El imperio felino

Dramatizar es muy malo. Internet ha supuesto una revolución tecnológica, económica y social, pero no hay que creérselo mucho. Hay demasiados gatos para que sea cierto.

Esta es la historia de un gato, uno de los muchos gatos que pueblan Internet y roban tiempo de trabajo a millones de trabajadores de todo el mundo. Es un gato muy mono, aunque muy raro. Porque Lil Bub, la estrella felina del momento que cuenta hasta con página en Wikipedia, sufre varias enfermedades que hacen que siempre tenga la lengua fuera y que no crezca de manera adecuada. Pero claro, todos estos problemas se han dispuesto de una manera que queda muy mona.

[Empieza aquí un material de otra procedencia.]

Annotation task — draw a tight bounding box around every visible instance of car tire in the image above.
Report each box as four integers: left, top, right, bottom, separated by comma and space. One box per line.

Lo que es, en sí, la historia triste de un gatito, al que la naturaleza le ha repartido unas cartas muy malas, se ha convertido en mucho más. Hasta han producido una película basada en él que ha formado parte del programa del festival de Tribeca. Fotos compartidas hasta la saciedad y aparecer por ahí con Robert de Niro son la expresión de su éxito.

Es eso, el éxito de una historia de gatitos, lo que cuestiona la importancia que le damos a Internet. Historia de superación o chorrada suprema, he ahí la cuestión.

Los gatos en la Red y la degradación de la cultura

La red nos ha abierto un mundo nuevo de datos, de oportunidades para estar mejor comunicados e incluso para ser mejores ciudadanos o amigos o cónyuges. Sin embargo, la abundancia de gatitos es el argumento esgrimido por los apocalípticos que afirman que la cultura se va al garete con este rollo de Internet. Como cualquier manifestación del acto comunicativo entre humanos, las imprecisiones, las incongruencias y las memeces también tienen que estar en la Red.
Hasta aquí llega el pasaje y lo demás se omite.